Zourov avait joué diplomatiquement de ses sourcils, sans toutefois se troubler le moins du monde.
- J'appartiens et n'appartiendrai jamais qu'à moi-même, mais j'ai un fiancé, avait dit Varia à l'audacieux d'un ton sévère.
- Je l'ai entendu dire. Mais je ne compte pas monsieur le prisonnier au nombre de mes amis, avait répondu le capitaine de cavalerie, retrouvant toute sa bonne humeur, et ainsi en avait-il été fait de ses travaux de reconnaissance.
Tout de suite après était venue l'attaque elle-même.
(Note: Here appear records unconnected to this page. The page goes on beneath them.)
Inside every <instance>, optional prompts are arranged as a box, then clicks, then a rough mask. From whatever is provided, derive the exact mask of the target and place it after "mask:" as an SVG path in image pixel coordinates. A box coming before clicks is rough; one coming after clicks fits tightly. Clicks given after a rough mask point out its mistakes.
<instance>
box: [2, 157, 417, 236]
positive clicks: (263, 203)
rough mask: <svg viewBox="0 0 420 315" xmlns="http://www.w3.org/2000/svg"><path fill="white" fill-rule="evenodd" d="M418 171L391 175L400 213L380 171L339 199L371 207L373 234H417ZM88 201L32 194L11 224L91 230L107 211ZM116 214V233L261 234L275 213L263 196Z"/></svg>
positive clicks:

- Je vous propose un petit pari, mademoiselle. Si je devine la personne qui va sortir la première du club, vous me donnez un baiser. Si je me trompe, je me rase le crâne tout ras comme un Bachi-Bouzouk. Décidez-vous ! Il est vrai que vous ne prenez pas un grand risque, il y a bien vingt personnes en ce moment sous la tente.
Varia avait senti contre sa volonté ses lèvres s'ouvrir en un sourire.
- Bon ! Alors, qui va donc sortir le premier ? Zourov avait fait mine de réfléchir et avait secoué la tête d'un air désespéré.
- Adieu, mes jolies boucles... Ce sera le colonel Sabline. Non, ce sera plutôt McLaughlin. Non... ce sera Simon, le garçon du buffet ! C'est sur lui que je parie !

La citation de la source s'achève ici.